Limites devem ser impostos no mundo das artes?
Enviada em 19/10/2020
As artes em todas as suas esferas sempre tiveram movimentos vanguardistas. Com isso, a população sempre foi surpreendida com elementos que iam de encontro com ordinário de determinado momento. Exemplo disso, a obra “A Fonte” de Duchamp causou estranheza no museu da época. Contudo, o incômodo provocado nos apreciadores não pode ultrapassar certos limites. Diante disso, é clara a liberdade de expressão artística pertencente aos produtores, porém, há fronteiras que devem ser preservadas nesse meio. Sendo assim, fica nítida a relevância do tema no contexto atual.

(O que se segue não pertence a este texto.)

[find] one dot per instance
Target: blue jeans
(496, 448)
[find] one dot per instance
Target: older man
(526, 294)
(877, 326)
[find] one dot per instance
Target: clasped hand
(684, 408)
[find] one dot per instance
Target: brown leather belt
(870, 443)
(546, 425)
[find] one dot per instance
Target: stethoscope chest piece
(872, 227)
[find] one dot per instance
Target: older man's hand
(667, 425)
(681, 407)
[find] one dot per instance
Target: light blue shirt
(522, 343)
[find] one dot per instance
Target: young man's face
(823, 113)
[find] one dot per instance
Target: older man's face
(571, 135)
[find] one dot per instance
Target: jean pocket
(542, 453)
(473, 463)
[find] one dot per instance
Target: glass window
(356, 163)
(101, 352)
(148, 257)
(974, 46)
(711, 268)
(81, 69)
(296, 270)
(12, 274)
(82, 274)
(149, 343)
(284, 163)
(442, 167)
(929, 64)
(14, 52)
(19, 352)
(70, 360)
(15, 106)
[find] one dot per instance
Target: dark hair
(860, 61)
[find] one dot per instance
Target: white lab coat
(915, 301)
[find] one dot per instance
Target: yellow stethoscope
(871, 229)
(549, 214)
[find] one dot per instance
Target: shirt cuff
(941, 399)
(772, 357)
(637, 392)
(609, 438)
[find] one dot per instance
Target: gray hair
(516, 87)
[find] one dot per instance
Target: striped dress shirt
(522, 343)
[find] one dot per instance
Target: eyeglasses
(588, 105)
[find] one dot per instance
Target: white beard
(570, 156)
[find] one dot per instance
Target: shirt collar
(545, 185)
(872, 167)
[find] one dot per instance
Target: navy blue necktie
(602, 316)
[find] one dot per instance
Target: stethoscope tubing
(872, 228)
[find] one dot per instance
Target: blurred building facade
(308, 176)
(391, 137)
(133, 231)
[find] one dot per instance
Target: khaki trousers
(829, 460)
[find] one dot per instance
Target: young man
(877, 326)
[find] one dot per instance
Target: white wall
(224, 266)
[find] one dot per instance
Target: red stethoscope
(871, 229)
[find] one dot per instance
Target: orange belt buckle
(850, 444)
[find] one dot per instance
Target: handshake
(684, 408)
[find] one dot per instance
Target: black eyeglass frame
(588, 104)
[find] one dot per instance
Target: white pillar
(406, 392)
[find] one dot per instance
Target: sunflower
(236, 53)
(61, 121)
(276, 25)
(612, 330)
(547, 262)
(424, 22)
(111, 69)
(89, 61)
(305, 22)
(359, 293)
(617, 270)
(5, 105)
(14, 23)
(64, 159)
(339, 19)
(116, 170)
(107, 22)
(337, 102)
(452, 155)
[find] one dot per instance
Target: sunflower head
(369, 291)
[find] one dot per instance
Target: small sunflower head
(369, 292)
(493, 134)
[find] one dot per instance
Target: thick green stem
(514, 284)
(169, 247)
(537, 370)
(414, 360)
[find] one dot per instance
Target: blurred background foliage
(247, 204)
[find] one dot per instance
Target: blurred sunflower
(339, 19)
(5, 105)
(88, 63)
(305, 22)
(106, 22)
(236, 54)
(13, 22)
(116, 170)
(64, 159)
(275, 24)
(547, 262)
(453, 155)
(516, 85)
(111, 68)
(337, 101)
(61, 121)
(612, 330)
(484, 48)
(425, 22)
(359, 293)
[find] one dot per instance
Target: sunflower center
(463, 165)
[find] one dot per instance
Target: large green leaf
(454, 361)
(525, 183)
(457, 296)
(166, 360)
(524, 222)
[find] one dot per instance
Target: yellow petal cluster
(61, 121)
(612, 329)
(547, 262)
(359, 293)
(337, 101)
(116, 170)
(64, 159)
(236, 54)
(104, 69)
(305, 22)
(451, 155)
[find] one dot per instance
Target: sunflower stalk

Antes de tudo, vale lembrar do período crítico que deixou marcas na história do Brasil. Durante anos, o país se viu dentro de uma ditadura, na qual a liberdade artística foi cassada e foram instituídas organizações responsáveis por censurar o que fugia do que o Estado, em meio a intervenção militar, desejava. Com isso, muitos artistas foram proibidos de fazer sua arte. Isso é exposto no documentário “Narciso em Férias”. O filme conta a trajetória de Caetano Veloso durante a fase em que ele não podia produzir como queria, e por fim teve que exilar-se, o que demonstra o autoritarismo da época, que deixou sequelas nos movimentos artísticos brasileiros.
Entretanto, deve-se atentar para que não haja o descumprimento das leis ou ferimento de qualquer direto humano por meio de obras artísticas. A partir disso, a Constituição Federal de 1988 que atribui aos cidadãos direitos individuais, não deve ser negligenciada. Dessa maneira, manifestações artísticas que incitam o racismo, a homofobia ou que sexualizem crianças são exemplos que ferem as leis e não devem ser executadas. Assim como foi feito com o cancelamento da exposição “Queermuseu - Cartografias da diferença na arte brasileira” que segundo o Movimento Brasil Livre eram passíveis do encerramento das atividades. Nesse contexto, o Santander Cultural, de Porto Alegre, local da amostra, preferiu por encerrar as atividades e evitar maiores complicações e polêmicas.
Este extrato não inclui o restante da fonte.